The authors believe these data are reassuring in that even if a pheochromocytoma was resected with SMI and determined to be malignant on pathologic examination, the postoperative outcomes were similar to those of planned SA.
Data on recurrence are not recorded, so analysis of long-term outcomes is limited to overall survival. There were also no specific operative details regarding the approach (transperitoneal or retroperitoneal); therefore, the surgical cohort used in this study likely represents a heterogeneous sample. Similarly, the causes for conversion (eg, hemodynamic issues, blood loss, adhesions, suspected capsule rupture, etc.), are not available.
Information about why a particular surgical approach was selected (e.g., surgeon preference, hospital resources, patient factors, etc.) was also not available. Detailed patient comorbidities are not recorded, so the Charlson-Deyo score was used as a surrogate marker.
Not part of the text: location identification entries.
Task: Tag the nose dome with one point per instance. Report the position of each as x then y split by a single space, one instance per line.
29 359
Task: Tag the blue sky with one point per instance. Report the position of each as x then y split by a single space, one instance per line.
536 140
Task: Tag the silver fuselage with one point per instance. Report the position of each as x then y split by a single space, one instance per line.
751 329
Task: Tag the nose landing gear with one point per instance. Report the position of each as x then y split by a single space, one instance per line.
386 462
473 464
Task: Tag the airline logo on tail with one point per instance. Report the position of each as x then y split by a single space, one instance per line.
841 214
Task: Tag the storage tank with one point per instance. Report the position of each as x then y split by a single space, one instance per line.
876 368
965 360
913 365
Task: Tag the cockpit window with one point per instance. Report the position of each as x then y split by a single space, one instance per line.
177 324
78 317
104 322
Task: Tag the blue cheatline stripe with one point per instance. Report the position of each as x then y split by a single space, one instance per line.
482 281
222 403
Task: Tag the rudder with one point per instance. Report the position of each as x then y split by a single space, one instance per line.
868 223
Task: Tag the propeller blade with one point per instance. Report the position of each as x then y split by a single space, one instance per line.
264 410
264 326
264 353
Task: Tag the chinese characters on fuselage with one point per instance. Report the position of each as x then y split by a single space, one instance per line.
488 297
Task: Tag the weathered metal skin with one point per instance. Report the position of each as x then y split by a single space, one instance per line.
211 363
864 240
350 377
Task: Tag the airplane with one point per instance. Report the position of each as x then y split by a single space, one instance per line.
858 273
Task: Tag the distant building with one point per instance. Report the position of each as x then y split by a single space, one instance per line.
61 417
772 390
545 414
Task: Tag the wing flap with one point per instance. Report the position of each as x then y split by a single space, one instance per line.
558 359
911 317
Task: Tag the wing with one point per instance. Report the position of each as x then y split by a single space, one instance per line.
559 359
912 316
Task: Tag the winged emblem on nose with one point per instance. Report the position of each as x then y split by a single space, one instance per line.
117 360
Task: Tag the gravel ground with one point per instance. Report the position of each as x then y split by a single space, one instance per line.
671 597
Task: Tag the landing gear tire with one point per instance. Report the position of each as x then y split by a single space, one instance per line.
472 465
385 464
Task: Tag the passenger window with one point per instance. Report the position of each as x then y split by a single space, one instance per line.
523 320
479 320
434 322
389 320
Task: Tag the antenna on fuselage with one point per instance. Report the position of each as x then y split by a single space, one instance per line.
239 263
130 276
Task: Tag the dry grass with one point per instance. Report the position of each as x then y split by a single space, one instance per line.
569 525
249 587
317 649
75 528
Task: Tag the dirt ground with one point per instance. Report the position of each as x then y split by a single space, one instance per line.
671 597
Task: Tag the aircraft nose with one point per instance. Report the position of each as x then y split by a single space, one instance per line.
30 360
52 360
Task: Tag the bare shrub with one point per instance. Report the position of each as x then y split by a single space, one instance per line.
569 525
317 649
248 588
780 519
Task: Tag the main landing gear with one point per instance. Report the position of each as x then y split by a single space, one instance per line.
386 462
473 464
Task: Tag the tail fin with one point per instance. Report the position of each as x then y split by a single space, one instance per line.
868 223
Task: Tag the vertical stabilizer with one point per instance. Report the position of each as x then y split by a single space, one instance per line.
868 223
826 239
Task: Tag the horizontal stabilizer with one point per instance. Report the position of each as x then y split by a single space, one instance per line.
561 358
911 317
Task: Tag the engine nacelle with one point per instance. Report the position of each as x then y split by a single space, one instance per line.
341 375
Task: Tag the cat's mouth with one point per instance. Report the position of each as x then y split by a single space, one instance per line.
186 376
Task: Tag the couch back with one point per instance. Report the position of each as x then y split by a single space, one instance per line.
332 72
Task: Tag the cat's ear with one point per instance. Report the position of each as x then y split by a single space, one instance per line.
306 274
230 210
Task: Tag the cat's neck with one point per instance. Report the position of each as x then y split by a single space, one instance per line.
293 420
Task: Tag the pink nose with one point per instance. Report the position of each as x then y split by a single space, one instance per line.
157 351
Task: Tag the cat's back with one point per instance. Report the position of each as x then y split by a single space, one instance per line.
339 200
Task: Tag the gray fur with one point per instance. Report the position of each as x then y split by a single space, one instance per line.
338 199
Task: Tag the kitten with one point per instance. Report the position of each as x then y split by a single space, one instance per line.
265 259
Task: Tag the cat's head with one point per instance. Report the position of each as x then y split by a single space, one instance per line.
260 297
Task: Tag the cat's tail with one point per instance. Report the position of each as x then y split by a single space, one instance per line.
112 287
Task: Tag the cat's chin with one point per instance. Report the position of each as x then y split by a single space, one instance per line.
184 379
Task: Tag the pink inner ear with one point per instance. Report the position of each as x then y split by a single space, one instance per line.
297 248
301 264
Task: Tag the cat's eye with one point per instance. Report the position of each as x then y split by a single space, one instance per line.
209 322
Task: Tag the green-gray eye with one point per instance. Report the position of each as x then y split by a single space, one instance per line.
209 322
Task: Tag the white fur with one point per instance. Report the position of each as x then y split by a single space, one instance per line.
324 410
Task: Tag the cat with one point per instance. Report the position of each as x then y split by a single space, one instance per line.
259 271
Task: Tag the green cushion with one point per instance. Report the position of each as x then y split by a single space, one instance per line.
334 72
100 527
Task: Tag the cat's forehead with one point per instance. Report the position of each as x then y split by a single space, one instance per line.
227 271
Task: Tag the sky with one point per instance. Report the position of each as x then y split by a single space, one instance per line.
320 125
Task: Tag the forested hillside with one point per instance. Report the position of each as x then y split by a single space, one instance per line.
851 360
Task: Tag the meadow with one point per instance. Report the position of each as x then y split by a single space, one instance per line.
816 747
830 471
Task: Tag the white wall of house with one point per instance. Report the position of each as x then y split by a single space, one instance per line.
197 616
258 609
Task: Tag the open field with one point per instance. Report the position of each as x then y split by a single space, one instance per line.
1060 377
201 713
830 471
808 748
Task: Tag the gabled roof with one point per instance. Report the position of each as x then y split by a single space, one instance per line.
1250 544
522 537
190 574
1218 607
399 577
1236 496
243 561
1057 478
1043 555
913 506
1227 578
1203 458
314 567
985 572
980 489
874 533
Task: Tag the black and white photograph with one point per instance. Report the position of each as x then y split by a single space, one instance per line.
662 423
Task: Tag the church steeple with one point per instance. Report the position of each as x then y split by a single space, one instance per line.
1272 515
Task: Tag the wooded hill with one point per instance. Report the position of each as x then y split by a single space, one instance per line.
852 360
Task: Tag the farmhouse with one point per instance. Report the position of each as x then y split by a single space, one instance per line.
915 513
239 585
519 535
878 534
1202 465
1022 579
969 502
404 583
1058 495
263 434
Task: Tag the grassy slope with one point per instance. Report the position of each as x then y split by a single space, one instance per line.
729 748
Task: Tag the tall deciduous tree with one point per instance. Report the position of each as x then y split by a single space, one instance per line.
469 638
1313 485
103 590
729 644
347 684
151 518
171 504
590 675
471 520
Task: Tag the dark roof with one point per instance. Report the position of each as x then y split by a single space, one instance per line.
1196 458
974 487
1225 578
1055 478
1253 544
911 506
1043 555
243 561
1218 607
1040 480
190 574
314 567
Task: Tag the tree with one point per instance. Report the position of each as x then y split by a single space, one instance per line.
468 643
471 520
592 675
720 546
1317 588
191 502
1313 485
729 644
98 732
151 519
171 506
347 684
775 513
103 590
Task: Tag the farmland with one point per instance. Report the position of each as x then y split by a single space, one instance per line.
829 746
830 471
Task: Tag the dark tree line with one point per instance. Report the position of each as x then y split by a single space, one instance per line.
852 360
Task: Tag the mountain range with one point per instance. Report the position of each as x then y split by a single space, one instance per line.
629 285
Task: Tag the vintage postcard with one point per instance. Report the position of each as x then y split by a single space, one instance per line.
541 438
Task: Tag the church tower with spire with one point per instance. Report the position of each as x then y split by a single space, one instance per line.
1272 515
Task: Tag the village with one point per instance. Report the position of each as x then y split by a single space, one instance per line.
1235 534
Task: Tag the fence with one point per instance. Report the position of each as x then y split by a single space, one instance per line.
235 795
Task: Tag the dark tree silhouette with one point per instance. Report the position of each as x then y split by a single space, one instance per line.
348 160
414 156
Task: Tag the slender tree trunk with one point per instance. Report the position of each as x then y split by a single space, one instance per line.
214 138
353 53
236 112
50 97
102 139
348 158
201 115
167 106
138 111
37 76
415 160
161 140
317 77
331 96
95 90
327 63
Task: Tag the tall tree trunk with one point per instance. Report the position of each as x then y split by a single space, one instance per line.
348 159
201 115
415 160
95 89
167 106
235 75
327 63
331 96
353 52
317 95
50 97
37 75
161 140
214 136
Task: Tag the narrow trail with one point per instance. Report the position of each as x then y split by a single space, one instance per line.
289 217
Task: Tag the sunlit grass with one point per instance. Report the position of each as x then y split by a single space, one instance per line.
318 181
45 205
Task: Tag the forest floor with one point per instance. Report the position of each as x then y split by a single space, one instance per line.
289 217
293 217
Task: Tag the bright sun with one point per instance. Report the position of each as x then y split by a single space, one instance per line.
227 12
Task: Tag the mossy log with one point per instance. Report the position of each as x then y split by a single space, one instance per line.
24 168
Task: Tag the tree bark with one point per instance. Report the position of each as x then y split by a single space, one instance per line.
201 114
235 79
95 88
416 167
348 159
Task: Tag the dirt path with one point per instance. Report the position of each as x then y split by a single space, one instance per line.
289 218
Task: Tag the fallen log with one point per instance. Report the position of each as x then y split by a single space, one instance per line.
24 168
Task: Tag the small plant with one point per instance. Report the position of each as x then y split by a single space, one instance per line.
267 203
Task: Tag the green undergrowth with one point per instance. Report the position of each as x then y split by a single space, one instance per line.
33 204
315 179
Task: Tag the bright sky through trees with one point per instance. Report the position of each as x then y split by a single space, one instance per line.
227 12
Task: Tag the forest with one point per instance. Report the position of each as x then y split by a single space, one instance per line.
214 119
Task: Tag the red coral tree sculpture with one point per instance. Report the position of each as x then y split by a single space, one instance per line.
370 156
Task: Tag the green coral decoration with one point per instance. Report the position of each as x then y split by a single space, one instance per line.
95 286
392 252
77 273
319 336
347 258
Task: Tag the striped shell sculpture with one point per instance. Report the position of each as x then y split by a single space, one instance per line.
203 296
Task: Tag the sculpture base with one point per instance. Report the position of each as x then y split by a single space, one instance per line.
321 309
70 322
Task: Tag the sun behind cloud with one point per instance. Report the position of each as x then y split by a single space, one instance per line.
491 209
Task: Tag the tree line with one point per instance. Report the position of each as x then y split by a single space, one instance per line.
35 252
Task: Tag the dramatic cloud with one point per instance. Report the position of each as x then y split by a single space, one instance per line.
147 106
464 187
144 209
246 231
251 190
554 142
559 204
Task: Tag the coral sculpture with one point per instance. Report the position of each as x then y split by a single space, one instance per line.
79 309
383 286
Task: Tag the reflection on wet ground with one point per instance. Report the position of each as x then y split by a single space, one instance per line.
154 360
The NCDB receives data only from hospitals accredited by the Commission on Cancer , therefore, the findings of this work may not be applicable to all healthcare centers in the US. Despite these limitations, these data suggest that malignant pheochromocytoma can be treated with SMI in appropriately selected patients, such as those with tumors <6 cm.
In conclusion, patients with malignant pheochromocytomas can achieve prolonged survival with adrenalectomy.
SMI is associated with a shortening of the length of hospital stay, and other short- and long-term outcomes are comparable to SA for malignant pheochromocytomas <6 cm. For tumors ≥6 cm, this analysis did not identify a statistically significant risk for SMI, compared with SA, but robust recommendations regarding SMI cannot be made due to the limited sample size of this cohort.